Lime Kiln Point State Park is a 42-acre day use park situated in Washington with an iconic lighthouse set on the west side of San Juan Island. The park features hiking, picnicking, orca watching, beachcombing, where an informational center has displays and activities about orcas and the area's former lime kiln industry. The viewpoint on shoreline is about a 300-yard walk from the parking lot, restrooms, and seasonal interpretive center. Orca whales are common in the waters off Lime Kiln. Seemingly, these limekilns were used to “kiln” (smelt) limestone excavated from the canyon which then became cement that ended up being used in many buildings that are standing in Monterey and San Francisco. The waterfall here itself, is the Big Sur version of a limestone waterfall since you might have seen quite a few of them further south in the state.

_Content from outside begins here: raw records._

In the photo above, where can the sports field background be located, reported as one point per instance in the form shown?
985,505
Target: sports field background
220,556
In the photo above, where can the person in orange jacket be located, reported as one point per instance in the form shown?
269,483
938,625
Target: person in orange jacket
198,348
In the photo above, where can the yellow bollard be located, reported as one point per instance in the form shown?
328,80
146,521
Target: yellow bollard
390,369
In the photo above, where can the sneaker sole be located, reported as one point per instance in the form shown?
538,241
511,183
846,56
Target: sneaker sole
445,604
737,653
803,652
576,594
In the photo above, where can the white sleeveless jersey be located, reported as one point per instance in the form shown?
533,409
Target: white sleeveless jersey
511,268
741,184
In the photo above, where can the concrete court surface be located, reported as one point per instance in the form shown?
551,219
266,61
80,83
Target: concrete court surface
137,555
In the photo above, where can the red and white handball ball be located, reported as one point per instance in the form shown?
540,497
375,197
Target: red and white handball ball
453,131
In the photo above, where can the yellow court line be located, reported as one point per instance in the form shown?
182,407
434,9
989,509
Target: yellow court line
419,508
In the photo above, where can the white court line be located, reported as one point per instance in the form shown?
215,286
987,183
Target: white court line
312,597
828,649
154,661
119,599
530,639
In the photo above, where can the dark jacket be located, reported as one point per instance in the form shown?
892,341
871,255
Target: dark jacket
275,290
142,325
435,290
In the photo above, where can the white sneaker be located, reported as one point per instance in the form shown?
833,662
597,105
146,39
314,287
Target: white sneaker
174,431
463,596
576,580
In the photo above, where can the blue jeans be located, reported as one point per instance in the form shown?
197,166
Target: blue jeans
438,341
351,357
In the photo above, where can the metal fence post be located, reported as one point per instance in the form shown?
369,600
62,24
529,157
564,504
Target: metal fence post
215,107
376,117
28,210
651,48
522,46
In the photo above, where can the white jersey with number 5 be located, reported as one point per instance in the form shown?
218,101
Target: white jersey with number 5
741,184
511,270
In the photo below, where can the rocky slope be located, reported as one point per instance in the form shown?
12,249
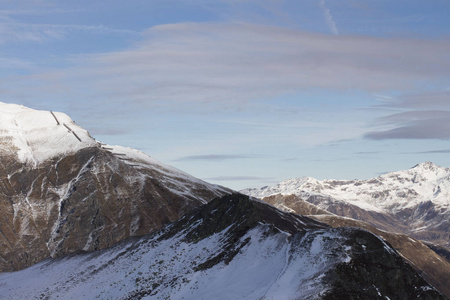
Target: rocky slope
230,248
61,191
433,267
415,201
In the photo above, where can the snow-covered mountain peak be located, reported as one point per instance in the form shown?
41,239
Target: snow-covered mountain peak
35,135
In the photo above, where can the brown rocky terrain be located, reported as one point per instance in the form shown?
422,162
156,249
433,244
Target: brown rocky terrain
434,268
87,200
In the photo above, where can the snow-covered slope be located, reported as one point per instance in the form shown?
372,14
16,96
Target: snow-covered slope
61,191
39,135
231,248
419,198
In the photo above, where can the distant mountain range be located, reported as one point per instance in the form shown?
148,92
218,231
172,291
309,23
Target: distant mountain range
415,201
230,248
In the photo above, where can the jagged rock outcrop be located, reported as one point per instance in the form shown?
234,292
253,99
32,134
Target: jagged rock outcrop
61,191
231,248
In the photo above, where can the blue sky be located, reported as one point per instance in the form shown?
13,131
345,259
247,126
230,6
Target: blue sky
244,93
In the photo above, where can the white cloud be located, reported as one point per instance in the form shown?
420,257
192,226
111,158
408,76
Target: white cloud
231,64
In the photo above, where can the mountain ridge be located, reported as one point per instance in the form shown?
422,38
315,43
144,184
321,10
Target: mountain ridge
414,201
230,248
80,195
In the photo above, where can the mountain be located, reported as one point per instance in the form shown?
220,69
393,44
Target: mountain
426,260
231,248
61,191
415,201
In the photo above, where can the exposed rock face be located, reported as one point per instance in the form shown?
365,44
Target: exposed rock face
85,196
415,201
434,268
230,248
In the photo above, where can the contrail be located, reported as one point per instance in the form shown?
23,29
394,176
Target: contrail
328,18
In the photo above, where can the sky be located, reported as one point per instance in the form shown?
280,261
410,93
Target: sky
242,93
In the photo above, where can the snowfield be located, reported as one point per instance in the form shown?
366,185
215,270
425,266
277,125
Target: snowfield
266,267
39,135
390,193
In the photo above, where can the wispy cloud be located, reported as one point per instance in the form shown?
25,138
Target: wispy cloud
222,63
441,151
216,157
328,18
22,32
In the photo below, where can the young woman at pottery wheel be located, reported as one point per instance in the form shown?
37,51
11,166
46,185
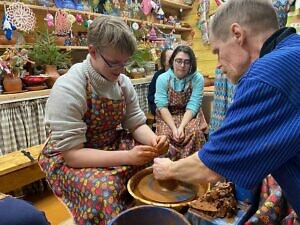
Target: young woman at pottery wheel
88,159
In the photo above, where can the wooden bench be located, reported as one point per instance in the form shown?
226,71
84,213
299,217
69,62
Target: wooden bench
18,170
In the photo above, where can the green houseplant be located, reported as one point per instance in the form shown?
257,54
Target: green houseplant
138,61
44,52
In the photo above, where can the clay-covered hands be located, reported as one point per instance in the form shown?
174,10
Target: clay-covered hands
162,169
161,144
142,154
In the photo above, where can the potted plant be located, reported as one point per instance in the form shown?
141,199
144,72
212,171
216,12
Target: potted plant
136,68
11,67
44,52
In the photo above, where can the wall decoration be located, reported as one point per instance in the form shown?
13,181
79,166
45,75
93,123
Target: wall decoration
21,16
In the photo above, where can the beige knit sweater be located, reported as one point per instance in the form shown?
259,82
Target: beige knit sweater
66,105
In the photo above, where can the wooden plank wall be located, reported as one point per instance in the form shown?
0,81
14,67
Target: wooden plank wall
206,61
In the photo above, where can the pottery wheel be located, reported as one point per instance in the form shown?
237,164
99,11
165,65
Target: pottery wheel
151,189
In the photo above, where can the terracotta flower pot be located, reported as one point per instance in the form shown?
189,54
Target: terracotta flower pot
29,38
12,83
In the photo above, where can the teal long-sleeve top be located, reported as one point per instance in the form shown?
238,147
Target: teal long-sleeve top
161,94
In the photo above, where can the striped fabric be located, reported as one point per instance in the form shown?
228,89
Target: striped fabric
263,121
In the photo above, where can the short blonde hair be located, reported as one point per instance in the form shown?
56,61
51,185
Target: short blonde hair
258,15
111,32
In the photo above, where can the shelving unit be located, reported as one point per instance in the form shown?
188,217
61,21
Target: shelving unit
172,4
162,26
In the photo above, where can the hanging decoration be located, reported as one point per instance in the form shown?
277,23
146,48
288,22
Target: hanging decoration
169,38
49,19
7,27
152,34
135,26
79,19
62,23
220,2
146,7
202,22
21,16
87,22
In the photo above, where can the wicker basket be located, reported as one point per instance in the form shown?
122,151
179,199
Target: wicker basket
137,75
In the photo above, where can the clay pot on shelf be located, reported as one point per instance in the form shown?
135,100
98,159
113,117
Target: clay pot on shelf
4,41
29,38
60,41
12,83
51,72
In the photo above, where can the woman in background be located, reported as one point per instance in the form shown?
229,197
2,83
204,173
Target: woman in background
164,62
178,99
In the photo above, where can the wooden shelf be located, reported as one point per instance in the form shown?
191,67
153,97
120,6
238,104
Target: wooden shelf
175,5
162,26
61,47
7,98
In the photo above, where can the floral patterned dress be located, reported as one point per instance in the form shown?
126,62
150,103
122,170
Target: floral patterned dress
93,195
194,129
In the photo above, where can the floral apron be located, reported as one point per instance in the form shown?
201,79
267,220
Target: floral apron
273,208
93,195
194,129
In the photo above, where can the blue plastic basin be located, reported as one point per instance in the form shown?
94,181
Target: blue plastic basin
149,215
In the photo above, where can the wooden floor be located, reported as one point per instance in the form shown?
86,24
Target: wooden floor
55,211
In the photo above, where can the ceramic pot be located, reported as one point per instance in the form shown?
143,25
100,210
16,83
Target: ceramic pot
60,41
149,215
29,38
51,72
12,83
4,41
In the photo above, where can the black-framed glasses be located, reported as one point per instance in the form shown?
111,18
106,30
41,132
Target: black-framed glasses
185,62
112,65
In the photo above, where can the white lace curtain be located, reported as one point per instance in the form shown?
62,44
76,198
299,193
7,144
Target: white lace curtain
22,124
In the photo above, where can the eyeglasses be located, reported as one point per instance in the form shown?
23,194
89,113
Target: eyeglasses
185,62
113,66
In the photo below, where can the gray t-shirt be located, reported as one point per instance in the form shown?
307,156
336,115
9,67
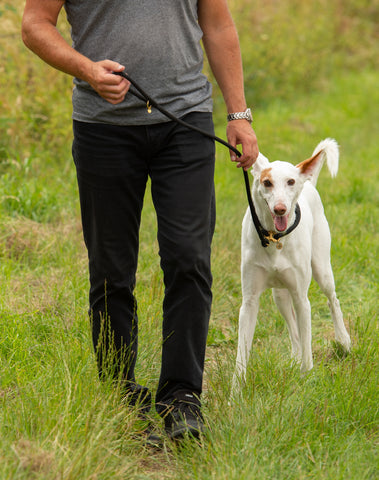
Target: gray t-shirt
158,41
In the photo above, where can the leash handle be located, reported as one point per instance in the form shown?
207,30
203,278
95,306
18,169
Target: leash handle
150,102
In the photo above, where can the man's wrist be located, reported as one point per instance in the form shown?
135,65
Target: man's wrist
245,115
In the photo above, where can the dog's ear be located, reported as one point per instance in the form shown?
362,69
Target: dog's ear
260,164
327,149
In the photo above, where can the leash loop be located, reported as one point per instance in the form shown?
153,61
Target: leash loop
264,236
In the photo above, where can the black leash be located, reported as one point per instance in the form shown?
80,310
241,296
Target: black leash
264,236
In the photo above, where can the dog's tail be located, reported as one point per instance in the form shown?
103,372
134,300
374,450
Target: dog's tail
328,149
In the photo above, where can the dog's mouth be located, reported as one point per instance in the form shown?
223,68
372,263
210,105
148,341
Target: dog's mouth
281,222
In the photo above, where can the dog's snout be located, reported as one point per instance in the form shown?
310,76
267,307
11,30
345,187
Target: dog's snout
280,209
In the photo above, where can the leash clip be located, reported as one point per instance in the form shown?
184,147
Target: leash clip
270,238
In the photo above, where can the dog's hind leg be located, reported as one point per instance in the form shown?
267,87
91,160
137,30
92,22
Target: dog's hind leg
283,301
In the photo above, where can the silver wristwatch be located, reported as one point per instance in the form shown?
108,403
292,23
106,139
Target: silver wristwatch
246,115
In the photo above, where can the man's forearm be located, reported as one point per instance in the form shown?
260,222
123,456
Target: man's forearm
46,42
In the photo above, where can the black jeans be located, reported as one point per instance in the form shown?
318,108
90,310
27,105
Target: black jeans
113,164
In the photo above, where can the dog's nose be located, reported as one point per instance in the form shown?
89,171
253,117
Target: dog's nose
280,209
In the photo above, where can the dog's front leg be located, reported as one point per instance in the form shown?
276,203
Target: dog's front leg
302,308
247,322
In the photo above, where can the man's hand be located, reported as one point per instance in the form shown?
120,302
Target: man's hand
112,88
240,132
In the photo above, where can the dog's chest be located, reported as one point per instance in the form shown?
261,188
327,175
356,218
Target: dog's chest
278,268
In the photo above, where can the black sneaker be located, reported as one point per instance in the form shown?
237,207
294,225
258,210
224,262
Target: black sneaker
183,416
138,396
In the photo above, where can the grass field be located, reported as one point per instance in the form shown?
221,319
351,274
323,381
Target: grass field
56,420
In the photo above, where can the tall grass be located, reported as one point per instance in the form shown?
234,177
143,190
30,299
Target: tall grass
310,73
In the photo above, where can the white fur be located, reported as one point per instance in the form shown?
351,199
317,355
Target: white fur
305,251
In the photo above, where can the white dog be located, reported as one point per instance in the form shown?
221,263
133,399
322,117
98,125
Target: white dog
287,264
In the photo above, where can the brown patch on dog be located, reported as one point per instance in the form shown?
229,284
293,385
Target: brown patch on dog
307,165
266,175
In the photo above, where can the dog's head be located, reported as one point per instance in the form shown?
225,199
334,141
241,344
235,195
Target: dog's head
279,184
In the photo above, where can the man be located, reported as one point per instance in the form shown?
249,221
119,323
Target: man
118,145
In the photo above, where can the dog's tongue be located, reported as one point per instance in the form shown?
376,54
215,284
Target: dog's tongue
281,223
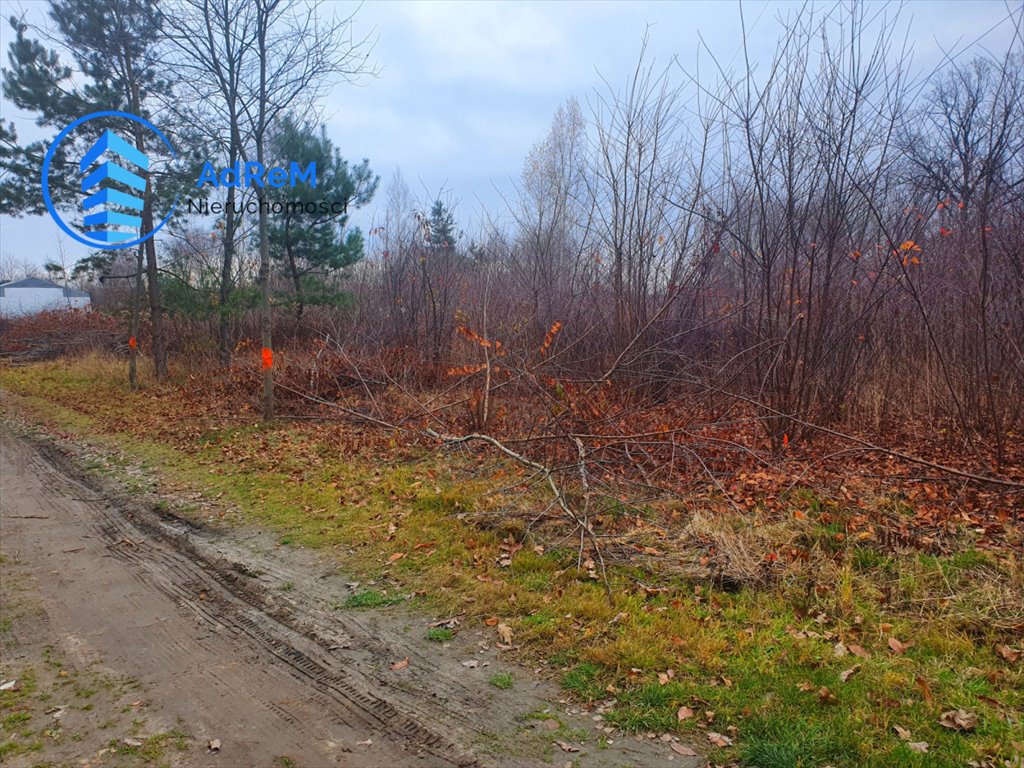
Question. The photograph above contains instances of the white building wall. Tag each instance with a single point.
(17, 301)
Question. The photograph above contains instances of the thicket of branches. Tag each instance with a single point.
(828, 240)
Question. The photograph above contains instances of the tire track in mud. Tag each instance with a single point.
(217, 594)
(209, 628)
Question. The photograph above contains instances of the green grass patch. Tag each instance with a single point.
(503, 680)
(750, 662)
(371, 599)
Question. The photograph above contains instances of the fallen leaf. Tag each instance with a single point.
(847, 674)
(825, 695)
(858, 651)
(1008, 653)
(505, 633)
(926, 690)
(719, 740)
(958, 720)
(897, 646)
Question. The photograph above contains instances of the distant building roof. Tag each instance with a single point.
(37, 283)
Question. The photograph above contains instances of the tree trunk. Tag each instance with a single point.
(136, 307)
(225, 345)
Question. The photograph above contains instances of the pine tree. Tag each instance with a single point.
(312, 246)
(114, 46)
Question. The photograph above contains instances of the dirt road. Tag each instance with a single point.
(224, 638)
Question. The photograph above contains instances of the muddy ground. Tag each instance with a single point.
(139, 638)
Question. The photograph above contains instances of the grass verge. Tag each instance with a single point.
(847, 657)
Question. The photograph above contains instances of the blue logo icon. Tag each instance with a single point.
(113, 201)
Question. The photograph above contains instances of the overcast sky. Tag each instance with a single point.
(466, 88)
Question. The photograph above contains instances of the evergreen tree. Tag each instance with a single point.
(309, 237)
(114, 46)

Sightseeing: Sitting in the Limekiln State Park is perhaps the most compelling attraction in the reserve, which also featured impressively tall coastal redwoods, a dark-sanded beach, and a set of historic kilns that gave the park its name.
Camping: Pitch a tent or car and RV camping is not accommodated, in one of the 29 campsites located creek side, on the beachfront, and in the forest. Right in the middle of this intensely naturalistic setting, the four iron-and-stone kilns rise, scarred and imposing, like monuments to some bygone civilization. It’s a dramatic contrast that’s likely to spark even the most seasoned sightseer’s imagination.
Hiking: The Limekiln Trails are well-maintained and short with modest elevation gain and a series of creek crossings to keep things interesting. The Limekiln trail features about 3 branches each a half mile or less long and all worth exploring. It is recommended to take the Hare Creek branch first, followed by the fall branch and finally the Limekilns branch.
All of these trails are kid-friendly, but of the three, the branch to the waterfalls is the most challenging and can involve scrambling across running creeks. Expect some wet shoes.
After crossing a short distance you will see the first bridge is the first fork in the trail with the path to the limekilns and waterfall to the left and Hare Creek to the right.
The trail of track 0.3 mile through Hare Canyon is easy and dapper, sporting some of the oldest and largest redwood trees in Big Sur. The trail tracks end to end the creek in a magnificent and photogenic setting until you reach an End of Trail sign near a mini waterfall at the base of a huge rock wall. Turn and head back to the fork.